Expanding cores available to Hail by using extra VMs


#1

Sorry if this is not a Hail question per se, but I suppose you’d know the answer.
I am limited to 46 cores per VM, and at the moment I’m successfully running Hail 0.2 on such VM.
I have to analyse UK Biobank so I think it would be a good idea to have more cores available for the computations. I can create other VMs (also with 46 cores), so my questions are:

  1. Is it possible to expand Hail computations onto cores from other VMs using spark submit?
  2. If so, on these external VMs, would I have to install Hail etc on top of Spark?
  3. Apart from the RAM per core, will I need to associate large local disk space for caching or something like that?

#2

Hi,

so, I now have access to two 48-core VMs and I installed Spark on both, following the following instructions https://medium.com/ymedialabs-innovation/apache-spark-on-a-multi-node-cluster-b75967c8cb2b

Spark seems to be up and running on both the master and slave.

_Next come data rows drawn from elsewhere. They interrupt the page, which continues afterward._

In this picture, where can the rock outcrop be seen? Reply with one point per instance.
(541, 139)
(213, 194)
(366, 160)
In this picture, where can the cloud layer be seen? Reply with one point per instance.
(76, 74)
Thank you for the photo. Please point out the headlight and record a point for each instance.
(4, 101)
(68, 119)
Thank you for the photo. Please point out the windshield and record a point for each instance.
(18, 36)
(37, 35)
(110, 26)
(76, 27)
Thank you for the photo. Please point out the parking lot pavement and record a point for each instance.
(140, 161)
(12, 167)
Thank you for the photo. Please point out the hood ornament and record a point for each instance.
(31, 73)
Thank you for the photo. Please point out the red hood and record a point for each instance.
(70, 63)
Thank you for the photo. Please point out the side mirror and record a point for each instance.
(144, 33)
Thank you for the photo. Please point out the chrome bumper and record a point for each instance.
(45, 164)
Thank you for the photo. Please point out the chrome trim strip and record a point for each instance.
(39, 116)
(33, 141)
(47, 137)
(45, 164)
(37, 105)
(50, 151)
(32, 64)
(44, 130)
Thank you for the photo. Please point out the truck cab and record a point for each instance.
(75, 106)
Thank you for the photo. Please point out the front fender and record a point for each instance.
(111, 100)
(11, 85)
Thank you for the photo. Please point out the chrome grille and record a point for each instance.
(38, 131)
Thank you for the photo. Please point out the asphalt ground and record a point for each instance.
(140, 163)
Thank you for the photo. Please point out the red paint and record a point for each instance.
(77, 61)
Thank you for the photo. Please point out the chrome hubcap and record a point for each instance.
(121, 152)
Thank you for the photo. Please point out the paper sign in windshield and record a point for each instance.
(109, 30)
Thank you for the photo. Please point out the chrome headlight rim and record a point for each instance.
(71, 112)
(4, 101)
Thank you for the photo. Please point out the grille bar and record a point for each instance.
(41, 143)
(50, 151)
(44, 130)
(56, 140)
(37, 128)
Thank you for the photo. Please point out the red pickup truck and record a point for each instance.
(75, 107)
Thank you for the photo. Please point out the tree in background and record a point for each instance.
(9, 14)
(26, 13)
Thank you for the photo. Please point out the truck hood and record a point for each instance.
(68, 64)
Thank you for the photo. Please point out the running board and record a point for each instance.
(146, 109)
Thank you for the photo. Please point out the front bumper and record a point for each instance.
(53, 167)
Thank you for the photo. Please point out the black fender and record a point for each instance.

Then I proceeded to install conda and Hail on the Master. It seems Hail jobs only run on 48 cores, so it doesn’t use the Slave VM at all.

Any pointers?


#3

Did you install Hail using pip? If so, it may be using a local installation by default.

You can try setting the master in hl.init(master='...') to the uri for the spark master process.


#4

No, I got hail from Github and ran

./gradlew -Dspark.version=2.2.0 shadowJar archiveZip

Adding master to hl.init throws an error:

hl.init(master=‘10.4.1.208’)
Using Spark’s default log4j profile: org/apache/spark/log4j-defaults.properties
Setting default log level to “WARN”.
To adjust logging level use sc.setLogLevel(newLevel). For SparkR, use setLogLevel(newLevel).
Traceback (most recent call last):
File “”, line 1, in
File “”, line 2, in init
File “/usr/local/hail/build/distributions/hail-python.zip/hail/typecheck/check.py”, line 561, in wrapper
File “/usr/local/hail/build/distributions/hail-python.zip/hail/context.py”, line 256, in init
File “”, line 2, in init
File “/usr/local/hail/build/distributions/hail-python.zip/hail/typecheck/check.py”, line 561, in wrapper
File “/usr/local/hail/build/distributions/hail-python.zip/hail/context.py”, line 97, in init
File “/usr/local/spark/python/lib/py4j-0.10.4-src.zip/py4j/java_gateway.py”, line 1133, in call
File “/usr/local/spark/python/lib/py4j-0.10.4-src.zip/py4j/protocol.py”, line 319, in get_return_value
py4j.protocol.Py4JJavaError: An error occurred while calling z:is.hail.HailContext.apply.
: org.apache.spark.SparkException: Could not parse Master URL: ‘10.4.1.208’
at org.apache.spark.SparkContext$.org$apache$spark$SparkContext$$createTaskScheduler(SparkContext.scala:2760)
at org.apache.spark.SparkContext.(SparkContext.scala:501)
at is.hail.HailContext$.configureAndCreateSparkContext(HailContext.scala:112)
at is.hail.HailContext$.apply(HailContext.scala:237)
at is.hail.HailContext.apply(HailContext.scala)
at sun.reflect.NativeMethodAccessorImpl.invoke0(Native Method)
at sun.reflect.NativeMethodAccessorImpl.invoke(NativeMethodAccessorImpl.java:62)
at sun.reflect.DelegatingMethodAccessorImpl.invoke(DelegatingMethodAccessorImpl.java:43)
at java.lang.reflect.Method.invoke(Method.java:498)
at py4j.reflection.MethodInvoker.invoke(MethodInvoker.java:244)
at py4j.reflection.ReflectionEngine.invoke(ReflectionEngine.java:357)
at py4j.Gateway.invoke(Gateway.java:280)
at py4j.commands.AbstractCommand.invokeMethod(AbstractCommand.java:132)
at py4j.commands.CallCommand.execute(CallCommand.java:79)
at py4j.GatewayConnection.run(GatewayConnection.java:214)
at java.lang.Thread.run(Thread.java:748)


#5

When you use plain Spark, can you use all 96 cores?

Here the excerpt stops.